I've got a rough table structure like this:
| ID | Value | Project | Last update |
|---|---|---|---|
| 1 | Hashtag# | testing | 123981010 |
| 2 | I like,it | admin | 123129319 |
We have a very complex mechanism which results in a new table which needs these 3 columns. (has about 68 mil entries) For reasons I don't want to go into, we can't use a join statement. (lots of legacy tables) Now my approach was to create a delimited string like (with a function):
Value#Project#Lastupdate
Here it doesn't matter what the delimiter is. But given that Value can have ANY value present in there,I can't just use a very complicated separator which MIGHT cover 99.999999 % of all cases but in 1 case out of 100 of millions it wont. So what I did was to escape all occurences of the separator in the string, and then separate them. Now in this example it would look like this:
Hashtag\##testing#123981010
So I escape with ''. Now this all works, but it is really slow.

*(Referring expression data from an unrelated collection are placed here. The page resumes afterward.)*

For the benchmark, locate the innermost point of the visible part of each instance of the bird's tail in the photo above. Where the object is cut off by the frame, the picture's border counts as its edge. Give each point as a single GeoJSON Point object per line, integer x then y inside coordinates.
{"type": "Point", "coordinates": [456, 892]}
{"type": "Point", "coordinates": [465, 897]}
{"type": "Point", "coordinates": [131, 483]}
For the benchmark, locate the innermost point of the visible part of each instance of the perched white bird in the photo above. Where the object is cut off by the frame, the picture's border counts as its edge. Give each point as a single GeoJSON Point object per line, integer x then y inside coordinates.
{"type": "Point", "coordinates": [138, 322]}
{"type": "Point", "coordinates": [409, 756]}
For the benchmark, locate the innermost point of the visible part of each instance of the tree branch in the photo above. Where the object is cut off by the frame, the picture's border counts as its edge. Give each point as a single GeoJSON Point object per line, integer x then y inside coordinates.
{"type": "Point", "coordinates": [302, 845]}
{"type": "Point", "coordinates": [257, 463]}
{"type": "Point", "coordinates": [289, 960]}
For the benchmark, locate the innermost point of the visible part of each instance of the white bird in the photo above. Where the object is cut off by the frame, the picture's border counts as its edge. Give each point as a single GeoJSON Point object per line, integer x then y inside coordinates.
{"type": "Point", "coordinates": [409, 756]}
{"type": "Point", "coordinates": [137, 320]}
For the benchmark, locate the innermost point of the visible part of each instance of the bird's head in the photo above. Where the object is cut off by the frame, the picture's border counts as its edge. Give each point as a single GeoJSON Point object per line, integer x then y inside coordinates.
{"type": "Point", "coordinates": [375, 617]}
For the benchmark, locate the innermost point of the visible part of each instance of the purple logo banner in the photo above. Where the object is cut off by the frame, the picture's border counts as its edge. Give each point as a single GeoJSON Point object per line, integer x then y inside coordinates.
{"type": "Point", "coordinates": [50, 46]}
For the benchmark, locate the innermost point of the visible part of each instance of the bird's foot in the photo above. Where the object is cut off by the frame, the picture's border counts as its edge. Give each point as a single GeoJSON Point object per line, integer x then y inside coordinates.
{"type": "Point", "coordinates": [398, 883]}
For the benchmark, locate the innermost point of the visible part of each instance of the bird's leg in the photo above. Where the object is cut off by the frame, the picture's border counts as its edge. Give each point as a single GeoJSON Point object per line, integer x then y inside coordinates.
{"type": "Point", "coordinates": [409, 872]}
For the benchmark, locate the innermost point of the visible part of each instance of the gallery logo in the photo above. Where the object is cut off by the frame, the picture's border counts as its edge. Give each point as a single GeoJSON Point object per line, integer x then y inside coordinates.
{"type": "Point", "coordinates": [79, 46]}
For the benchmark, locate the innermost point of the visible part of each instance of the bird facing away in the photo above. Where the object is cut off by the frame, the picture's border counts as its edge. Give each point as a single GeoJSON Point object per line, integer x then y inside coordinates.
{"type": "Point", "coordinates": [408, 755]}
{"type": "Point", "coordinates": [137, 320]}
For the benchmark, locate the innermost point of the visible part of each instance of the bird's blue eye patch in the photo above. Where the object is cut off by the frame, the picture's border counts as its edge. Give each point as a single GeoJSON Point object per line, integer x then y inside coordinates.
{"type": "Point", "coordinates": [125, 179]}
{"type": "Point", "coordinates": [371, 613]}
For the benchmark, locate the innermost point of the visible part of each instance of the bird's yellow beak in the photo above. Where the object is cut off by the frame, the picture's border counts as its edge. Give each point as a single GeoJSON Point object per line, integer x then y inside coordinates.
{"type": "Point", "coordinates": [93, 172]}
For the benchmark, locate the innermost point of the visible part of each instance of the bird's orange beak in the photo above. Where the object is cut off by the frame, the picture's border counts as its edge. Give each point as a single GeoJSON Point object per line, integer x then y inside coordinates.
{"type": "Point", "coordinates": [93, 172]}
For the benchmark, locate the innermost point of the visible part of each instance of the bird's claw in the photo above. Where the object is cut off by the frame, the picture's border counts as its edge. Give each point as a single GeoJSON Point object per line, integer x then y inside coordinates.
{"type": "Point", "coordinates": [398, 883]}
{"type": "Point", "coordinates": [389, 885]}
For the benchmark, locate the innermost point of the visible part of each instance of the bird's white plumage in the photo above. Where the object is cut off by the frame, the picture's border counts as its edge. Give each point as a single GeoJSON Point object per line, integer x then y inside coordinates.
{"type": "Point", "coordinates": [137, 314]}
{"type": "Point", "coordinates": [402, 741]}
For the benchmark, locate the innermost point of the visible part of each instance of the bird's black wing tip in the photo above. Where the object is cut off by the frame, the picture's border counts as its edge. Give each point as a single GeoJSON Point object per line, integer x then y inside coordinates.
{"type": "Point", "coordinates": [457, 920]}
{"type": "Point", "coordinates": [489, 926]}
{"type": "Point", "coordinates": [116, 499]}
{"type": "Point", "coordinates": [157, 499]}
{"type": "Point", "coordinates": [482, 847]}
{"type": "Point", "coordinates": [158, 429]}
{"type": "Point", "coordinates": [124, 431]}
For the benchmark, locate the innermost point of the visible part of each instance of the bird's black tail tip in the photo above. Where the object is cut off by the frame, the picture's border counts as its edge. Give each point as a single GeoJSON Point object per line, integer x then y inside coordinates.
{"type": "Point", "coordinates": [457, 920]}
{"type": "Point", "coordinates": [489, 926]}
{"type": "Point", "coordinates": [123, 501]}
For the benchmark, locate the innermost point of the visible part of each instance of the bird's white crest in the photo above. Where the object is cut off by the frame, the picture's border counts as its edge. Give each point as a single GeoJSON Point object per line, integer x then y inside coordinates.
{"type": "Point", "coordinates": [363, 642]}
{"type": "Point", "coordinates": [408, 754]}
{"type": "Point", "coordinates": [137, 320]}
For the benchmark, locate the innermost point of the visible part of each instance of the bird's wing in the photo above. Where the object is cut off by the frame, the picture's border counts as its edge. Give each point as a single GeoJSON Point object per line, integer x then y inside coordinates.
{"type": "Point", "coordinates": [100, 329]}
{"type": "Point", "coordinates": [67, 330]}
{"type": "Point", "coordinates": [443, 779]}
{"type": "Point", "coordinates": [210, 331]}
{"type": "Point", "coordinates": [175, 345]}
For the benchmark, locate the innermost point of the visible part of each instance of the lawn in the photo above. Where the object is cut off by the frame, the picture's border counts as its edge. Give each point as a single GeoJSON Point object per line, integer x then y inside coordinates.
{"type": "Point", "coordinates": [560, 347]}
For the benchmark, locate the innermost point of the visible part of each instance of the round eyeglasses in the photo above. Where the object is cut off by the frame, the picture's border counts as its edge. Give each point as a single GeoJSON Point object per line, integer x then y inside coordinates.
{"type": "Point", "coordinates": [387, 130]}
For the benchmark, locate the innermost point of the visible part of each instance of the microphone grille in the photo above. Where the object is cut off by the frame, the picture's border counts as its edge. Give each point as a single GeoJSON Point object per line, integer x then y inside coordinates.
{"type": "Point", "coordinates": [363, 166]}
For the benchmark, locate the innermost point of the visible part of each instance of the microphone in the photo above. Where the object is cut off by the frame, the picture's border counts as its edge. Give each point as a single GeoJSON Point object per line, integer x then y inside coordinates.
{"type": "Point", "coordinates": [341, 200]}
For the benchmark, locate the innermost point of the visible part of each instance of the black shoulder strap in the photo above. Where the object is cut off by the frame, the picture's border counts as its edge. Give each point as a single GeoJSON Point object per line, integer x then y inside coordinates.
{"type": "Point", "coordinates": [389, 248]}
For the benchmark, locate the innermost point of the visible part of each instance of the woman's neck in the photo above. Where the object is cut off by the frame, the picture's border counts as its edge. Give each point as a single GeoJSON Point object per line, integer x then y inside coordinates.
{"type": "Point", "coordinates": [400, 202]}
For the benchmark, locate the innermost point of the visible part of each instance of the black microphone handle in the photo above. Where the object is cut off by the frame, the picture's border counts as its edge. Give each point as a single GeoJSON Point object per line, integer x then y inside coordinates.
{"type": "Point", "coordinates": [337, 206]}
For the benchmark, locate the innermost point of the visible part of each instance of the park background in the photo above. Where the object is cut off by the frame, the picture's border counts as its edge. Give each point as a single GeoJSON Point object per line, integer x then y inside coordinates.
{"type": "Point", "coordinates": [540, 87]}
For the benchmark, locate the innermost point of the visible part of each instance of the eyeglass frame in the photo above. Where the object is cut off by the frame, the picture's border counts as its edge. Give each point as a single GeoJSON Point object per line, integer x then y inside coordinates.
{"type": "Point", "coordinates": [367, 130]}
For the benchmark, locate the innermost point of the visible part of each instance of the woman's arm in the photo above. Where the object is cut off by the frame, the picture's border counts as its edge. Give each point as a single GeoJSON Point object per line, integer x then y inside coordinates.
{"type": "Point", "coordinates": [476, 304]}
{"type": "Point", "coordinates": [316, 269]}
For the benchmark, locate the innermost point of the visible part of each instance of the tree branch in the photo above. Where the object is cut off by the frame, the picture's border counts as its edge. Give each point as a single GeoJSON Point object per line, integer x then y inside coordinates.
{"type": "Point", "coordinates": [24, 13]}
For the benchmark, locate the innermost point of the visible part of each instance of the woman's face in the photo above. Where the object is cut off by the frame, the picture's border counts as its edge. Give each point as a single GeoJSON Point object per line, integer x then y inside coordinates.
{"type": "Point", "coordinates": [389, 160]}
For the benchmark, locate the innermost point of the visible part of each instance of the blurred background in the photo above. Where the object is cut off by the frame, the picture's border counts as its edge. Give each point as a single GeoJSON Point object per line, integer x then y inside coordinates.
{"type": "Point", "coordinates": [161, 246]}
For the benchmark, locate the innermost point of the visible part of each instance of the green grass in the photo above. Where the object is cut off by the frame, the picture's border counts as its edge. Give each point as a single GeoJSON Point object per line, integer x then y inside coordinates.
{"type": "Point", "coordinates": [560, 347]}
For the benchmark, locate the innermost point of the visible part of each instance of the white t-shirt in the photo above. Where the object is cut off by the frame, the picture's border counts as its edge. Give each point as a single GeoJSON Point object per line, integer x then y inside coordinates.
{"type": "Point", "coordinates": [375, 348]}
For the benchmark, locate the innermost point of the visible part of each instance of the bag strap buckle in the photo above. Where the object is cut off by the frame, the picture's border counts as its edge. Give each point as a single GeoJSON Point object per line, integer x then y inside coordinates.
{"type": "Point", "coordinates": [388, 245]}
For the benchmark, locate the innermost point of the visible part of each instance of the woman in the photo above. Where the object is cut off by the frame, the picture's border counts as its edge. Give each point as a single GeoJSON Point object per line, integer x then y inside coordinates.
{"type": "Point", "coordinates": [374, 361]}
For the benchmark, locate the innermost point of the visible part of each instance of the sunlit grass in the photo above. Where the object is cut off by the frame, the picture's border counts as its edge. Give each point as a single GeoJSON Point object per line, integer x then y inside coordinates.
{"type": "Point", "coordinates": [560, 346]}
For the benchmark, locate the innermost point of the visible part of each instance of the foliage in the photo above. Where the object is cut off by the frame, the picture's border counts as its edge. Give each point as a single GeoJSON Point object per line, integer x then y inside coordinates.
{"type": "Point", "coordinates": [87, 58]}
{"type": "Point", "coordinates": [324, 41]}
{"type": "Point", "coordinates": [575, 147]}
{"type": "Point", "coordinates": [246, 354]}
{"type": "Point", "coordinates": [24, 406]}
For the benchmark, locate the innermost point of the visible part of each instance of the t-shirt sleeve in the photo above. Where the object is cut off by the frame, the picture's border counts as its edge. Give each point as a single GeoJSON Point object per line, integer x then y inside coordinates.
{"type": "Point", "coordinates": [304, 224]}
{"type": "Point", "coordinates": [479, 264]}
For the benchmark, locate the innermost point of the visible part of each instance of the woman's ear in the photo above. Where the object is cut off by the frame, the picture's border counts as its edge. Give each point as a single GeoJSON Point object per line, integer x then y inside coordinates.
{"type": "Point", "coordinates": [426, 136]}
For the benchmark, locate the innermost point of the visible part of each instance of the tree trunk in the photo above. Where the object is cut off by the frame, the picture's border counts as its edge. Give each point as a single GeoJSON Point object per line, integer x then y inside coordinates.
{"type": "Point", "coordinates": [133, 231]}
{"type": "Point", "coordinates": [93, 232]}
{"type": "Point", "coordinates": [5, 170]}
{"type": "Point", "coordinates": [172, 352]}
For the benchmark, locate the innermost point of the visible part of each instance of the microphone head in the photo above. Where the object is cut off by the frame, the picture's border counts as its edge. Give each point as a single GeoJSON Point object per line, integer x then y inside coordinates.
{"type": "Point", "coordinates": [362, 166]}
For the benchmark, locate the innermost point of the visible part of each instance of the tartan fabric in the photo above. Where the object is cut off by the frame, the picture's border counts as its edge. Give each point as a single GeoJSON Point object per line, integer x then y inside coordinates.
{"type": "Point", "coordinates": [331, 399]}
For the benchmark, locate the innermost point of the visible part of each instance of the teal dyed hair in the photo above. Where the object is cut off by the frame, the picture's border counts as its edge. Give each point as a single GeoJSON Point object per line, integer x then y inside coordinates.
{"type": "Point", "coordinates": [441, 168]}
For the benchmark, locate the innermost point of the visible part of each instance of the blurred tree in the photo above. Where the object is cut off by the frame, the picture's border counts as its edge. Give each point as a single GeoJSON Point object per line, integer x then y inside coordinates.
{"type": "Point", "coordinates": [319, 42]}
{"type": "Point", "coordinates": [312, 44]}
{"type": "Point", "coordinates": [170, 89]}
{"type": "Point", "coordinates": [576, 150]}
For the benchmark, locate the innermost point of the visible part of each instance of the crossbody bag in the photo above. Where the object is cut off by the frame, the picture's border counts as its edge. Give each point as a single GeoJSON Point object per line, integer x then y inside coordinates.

The select statement
Here is my code:
CREATE OR REPLACE FUNCTION unescape_internal( i_str IN VARCHAR2, i_idx IN INTEGER) RETURN VARCHAR2 IS
v_first VARCHAR2(4000);
v_second VARCHAR2(4000);
v_third VARCHAR2(4000);
v_ret VARCHAR2(4000);
v_curr_str VARCHAR2(4000);
v_curr_char VARCHAR2(1);
BEGIN
v_curr_str := '';
FOR i in 1..LENGTH(i_str)
LOOP
v_curr_char := substr(i_str, i, 1);
IF v_curr_char = '#' AND i = 1 THEN
IF v_first IS NULL THEN
v_first := ' ';
END IF;
ELSIF v_curr_char = '#' AND substr(i_str, i-1, 1) != '\' THEN
IF v_first IS NULL THEN
v_first := v_curr_str;
v_curr_str := '';
ELSIF v_second IS NULL THEN
v_second := v_curr_str;
v_curr_str := '';
END IF;
ELSE
v_curr_str := v_curr_str || v_curr_char;
END IF;
END LOOP;
IF v_third IS NULL THEN
v_third := v_curr_str;
v_curr_str := '';
END IF;
IF( i_idx = 1 ) THEN
v_ret := TRIM(NVL(v_first,''));
ELSIF( i_idx = 2 ) THEN
v_ret := TRIM(NVL(v_second,''));
ELSIF( i_idx = 3 ) THEN
v_ret := TRIM(NVL(v_third,''));
ELSE
v_ret := '';
END IF;
RETURN v_ret;
END unescape_internal;
The code I used for testing was like this:
declare
v_varchar1 VARCHAR2(4000);
v_varchar2 VARCHAR2(4000);
v_varchar3 VARCHAR2(4000);
BEGIN
FOR i in 1..1000000
LOOP
select unescape_internal('123123123123#1dasdyxcsd113\##test' || i, 1), unescape_internal('123123123123#1dasdyxcsd113\##test' || i, 2), unescape_internal('123123123123#1dasdyxcsd113\##test' || i, 3) into v_varchar1, v_varchar2, v_varchar3 from dual;
END LOOP;
END;
This takes about 40 seconds. Which in this dataset doesn't sound much, but given that I have very little data, and small column values, this will be much more of a problem. We tried using this function with the actual dataset, before the my changes, the sql took about 300 s to return 250 entries in the sqldeveloper. With my changes, we had to abort after 30 minutes of waiting. Using 68 mil entries as in the real environment, this would take about 45 minutes. The code is slow due to it processing the string multiple times. Since I need every column (we have 3) I pass an index of the column I want to get returned. This results in 3 full processings of the string. Unfortunately using DETERMINISTIC for the function doesn't work, since the index is changed everytime.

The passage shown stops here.